When you execute a Join query in LINQ, it effectively returns a union set of one or many documents. You must consider performance when you write LINQ queries, in the same way as when you write SQL queries with joins. You must also store and index your data properly. Sitecore does not support many-to-one or many-to-many queries in LINQ (for example, a Contact that stores multiple references to Engagement States and then joins those on the Engagement States documents).

You can attach the “foreign-key” to the Engagement State, so that you can join using something like the ContactId instead:

public class Contact {
public string Name { get; set; }
public Guid ContactId { get; set; }
}
public class EngagementState {
public string Name { get; set; }
public Guid ContactId { get; set; }
public Guid Id { get; set; }
}

Given the classes above, and even though it results in duplication of data, this lets you join Contacts to Engagement States via the ContactId. The LINQ layer supports this, for example:

var repo = this.CreateVisitors();
var repoPlans = this.GetStates();
var result = from t in repo
join x in repoPlans on t.ContactId equals x.ContactId
where x.Id == new Guid("E1B604F1-EE0E-408E-A344-869CC45D25D9")
select t;

You can test joins on large amounts of data in the LinqScratchPad.aspx, like this:

using (var context = ContentSearchManager.GetIndex("sitecore_master_index").CreateSearchContext())
{
    using (var context2 = ContentSearchManager.GetIndex("sitecore_web_index").CreateSearchContext())
        {
            return context.GetQueryable<SearchResultItem>().Join(context2.GetQueryable<SearchResultItem>()
            .Where(i => i.Name.StartsWith("S")), i => i.ItemId, o => o.ItemId, (o, i) => o).Take(10).ToList();
        }
}

This opens two separate search contexts and then runs a join on them, based on the ItemId. In this example, this query checks which items where the name field starts with an S are in both the web and the master index, and then returns the results of the web index (outer).

When you use the Solr provider, Self Join is the only join that runs a real Solr join.

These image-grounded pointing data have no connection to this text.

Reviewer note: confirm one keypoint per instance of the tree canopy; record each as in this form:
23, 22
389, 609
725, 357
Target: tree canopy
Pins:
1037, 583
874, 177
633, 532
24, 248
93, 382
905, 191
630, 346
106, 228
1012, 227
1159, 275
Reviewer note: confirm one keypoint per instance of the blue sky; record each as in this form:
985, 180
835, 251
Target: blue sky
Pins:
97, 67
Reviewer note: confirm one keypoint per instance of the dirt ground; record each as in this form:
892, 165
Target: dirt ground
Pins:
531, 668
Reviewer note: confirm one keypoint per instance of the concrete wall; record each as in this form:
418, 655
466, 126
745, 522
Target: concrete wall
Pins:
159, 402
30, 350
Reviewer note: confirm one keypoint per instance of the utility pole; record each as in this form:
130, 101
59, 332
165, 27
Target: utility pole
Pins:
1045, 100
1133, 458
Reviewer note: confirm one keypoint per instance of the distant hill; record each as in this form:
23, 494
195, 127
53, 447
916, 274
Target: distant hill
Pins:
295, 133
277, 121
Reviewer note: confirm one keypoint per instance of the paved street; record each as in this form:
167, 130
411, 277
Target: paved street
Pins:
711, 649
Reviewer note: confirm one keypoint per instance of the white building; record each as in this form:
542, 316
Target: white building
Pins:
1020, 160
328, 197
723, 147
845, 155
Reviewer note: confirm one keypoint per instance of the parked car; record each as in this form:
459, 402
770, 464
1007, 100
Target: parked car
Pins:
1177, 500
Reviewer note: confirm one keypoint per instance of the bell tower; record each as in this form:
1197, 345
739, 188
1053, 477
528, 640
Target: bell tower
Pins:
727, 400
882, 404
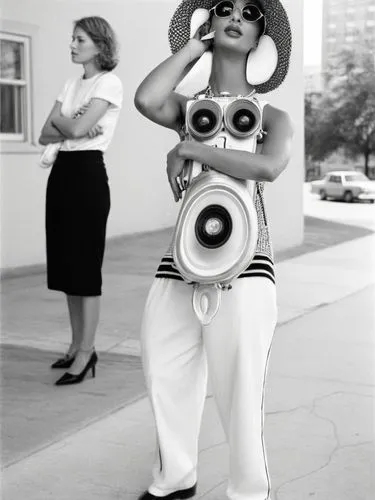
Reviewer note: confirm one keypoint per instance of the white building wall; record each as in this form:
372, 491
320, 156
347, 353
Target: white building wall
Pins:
136, 160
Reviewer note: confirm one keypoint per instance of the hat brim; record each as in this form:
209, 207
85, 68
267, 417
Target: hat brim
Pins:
277, 27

The other methods (such as Join and Group Join) use the enumeration technique that the Lucene.net provider uses: at enumeration time, subqueries are executed to get the other documents.

You need to use a join in the LINQ layer when you have a document that contains a reference to another document. The reference is typically an ID reference.

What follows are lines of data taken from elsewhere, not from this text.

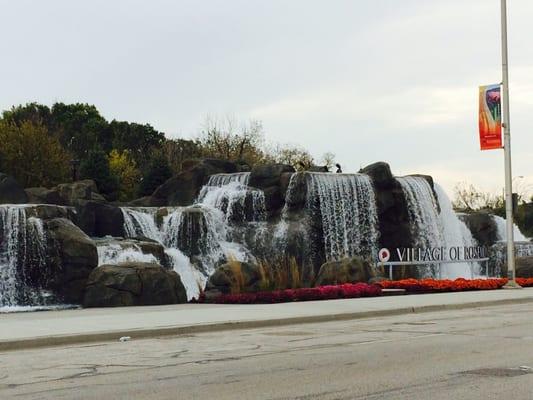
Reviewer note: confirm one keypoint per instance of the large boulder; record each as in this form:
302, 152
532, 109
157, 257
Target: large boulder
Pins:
349, 270
98, 218
380, 173
482, 226
94, 215
295, 187
133, 284
72, 256
235, 277
114, 250
182, 189
393, 213
268, 175
10, 191
272, 179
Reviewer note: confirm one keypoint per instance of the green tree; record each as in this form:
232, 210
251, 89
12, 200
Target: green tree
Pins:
124, 168
36, 113
139, 140
178, 150
95, 166
80, 128
31, 155
229, 140
156, 174
296, 156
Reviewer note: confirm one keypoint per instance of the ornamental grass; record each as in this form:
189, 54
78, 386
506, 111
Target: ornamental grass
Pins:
330, 292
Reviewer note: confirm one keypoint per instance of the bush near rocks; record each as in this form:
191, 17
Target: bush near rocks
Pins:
133, 284
330, 292
524, 267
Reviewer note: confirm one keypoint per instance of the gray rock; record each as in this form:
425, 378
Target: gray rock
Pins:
143, 245
349, 270
380, 173
235, 277
182, 189
268, 175
133, 284
72, 256
98, 218
482, 226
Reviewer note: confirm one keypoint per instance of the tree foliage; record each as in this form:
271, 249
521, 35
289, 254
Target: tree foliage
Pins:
39, 141
156, 174
95, 166
31, 155
122, 165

Sitecore does not flatten the objects it crawls. The crawler implementation has to tell Sitecore how to store data. The Join, Self Join, or Group Join methods run a subquery for the join to get another document and evaluate it based on the ID/Key.

You must make sure that you store your data properly. You can prepare your data so that it is ready for joining, or you can prepare it for a completely join-free retrieval. Both approaches have advantages as well as disadvantages.

Follow these rules to ensure that you solution scales well:

  • Limit the amount of joins.

  • Consider flattening data instead of using a join. This results in multivalued fields and potentially many columns.

  • If you use a join, keep your paging of the data small – 10 or 20 items at a time. The reason is that if you have a query that takes 100 milliseconds to run, it could take 1.1 seconds to return the subqueries and the initial query.

  • Only store or index what is 100% necessary (unless this has performance implications).

For example, if you have the following two tables of data:

ID

Value

1

A

2

B

3

C

ID

ChildValue

1

a1

1

a2

1

a3

2

b1

2

b2

When you use the Join method on the two lists on the Id field, the result is:

Value

ChildValue

A

a1

A

a2

A

a3

B

b1

B

b2

If you use the Group Join method on the two lists on the Id field, the result is:

Value

ChildValue

A

[a1, a2, a3]

B

[b1, b2]

C

[]

If you use the Self Join method on the two lists on the Id field, the result is:

Value

ChildValue

A

a1

A

a2

A

a3

B

b1

B

b2

If you use the Self Join method, you do not need to provide a resultSelector parameter. It is inferred that it returns the outer result. This is essentially the difference between an inner and outer join.

Note

When you run join queries, your inner or outer joins should have a filter that limits the results. Otherwise, the join queries will try to join on every single document in your index.